Ben eski kuşak gazeteciyim, 30 yıldır bu işi yapıyorum. Gazeteciliğin bir takım
evrensel ilkeleri ve filtreleri vardır, mesleki deneyim gerektirir. Biz burada
buna olabildiğince sadık kalmaya çalışıyoruz. Yani kimsenin ürettiği bir haberi
olduğu gibi sorgulamadan koyuyor değiliz. Onun için bu konuda oldukça
dikkatliyiz. Özellikle böyle yeni bir mecrada yapılan en ufak bir hata çok daha
fazla dikkat çeker. Her gelen içeriğin olduğu gibi konulması fikri bana doğru
gelmiyor. Biz öyle bir noktada değiliz. Burası herkesin her istediğini istediği
zaman koyabileceği bir platform değil. Biz bazı insanlara teklifte bulunuyoruz,
bazı insanlar da gelip bizim kapımızı çalıyor. Anlaşırsak yapıyoruz,
anlaşamazsak yapmıyoruz. Böyle sonuna kadar kapıyı ardına kadar açma olayı yok.
Özellikle sosyal medya üzerinden yalan, eksik ve kalitesiz yayınların çok
yapıldığı, haberlerin çok dolaştığı kesimden kendimiz uzak tutmaya çalışıyoruz.
Başarabildiğimiz ölçüde de etkili olacağımızı düşünüyoruz. Yurttaş haberciliği
deyip ondan sonra her cep telefonuyla çekilen videoyu paylaşmak, bir yerden
sonra çok anlamlı değil. Periscope yayınlarında da özellikle çok dikkatliyiz.
Çok cazip birkaç videoyu sırf barındırdıkları bir takım problemler nedeniyle
kullanmadık mesela. Yani bulduğumuz her şeyi kullanıyor değiliz.
- Son dönemde tartışılan kavramlardan
bir tanesi de dijital aktivizm, örgütlenme biçimleri... Bu kavramlar açısından
Türkiye’deki durum için ne yorumu yaparsınız? Türkiye sizce bu noktada hala
yolun başında mı?
Son
dönemde çok karıştırılan bir kavram. Yani bazı meslektaşlarımız aktivizmlerini
daha fazla öne çıkartıyorlar. Bunları birbirine karıştırmamak lazım. Biz
karıştırmıyoruz. Bizim aktivist olma gibi bir derdimiz yok, biz gazetecilik
yapma derdindeyiz. Ama aktivist olanların yaptığı işlerde haber değeri varsa
onları haberleştiriyoruz. Sivil toplum kuruluşlarının faaliyetlerine özel bir
ilgimiz var. Bunları özellikle faaliyetlerinde video üretmeye teşvik ediyoruz.

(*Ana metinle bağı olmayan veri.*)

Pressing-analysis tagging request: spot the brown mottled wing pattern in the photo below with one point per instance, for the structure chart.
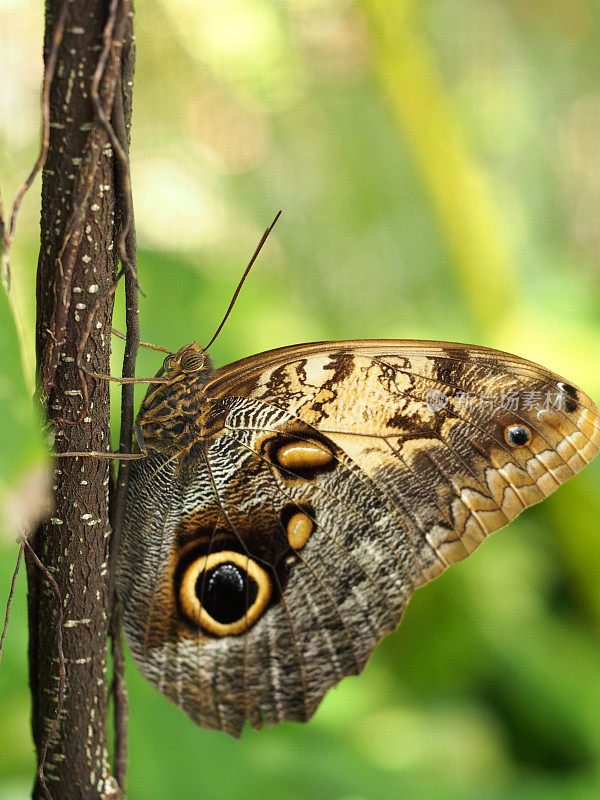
(342, 476)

Onların içerisinde kullanabileceklerimiz kullanmaya çalışıyoruz.
- Türkiye’de medya baskısı son yıllarda
arttığı konuşuluyor. Siz genel olarak medyanın son halini nasıl
yorumluyorsunuz?
Bu
konuları çok konuşmak istemiyorum. Medya eleştirisi yapanlar yapsın. Biz
konuşmak yerine iş üretmeyi tercih ediyoruz. Bizim bu yapmaya çalıştığımız,
şeyler aynı zamanda medyanın bugünkü durumundan memnun olmamanın sonucudur.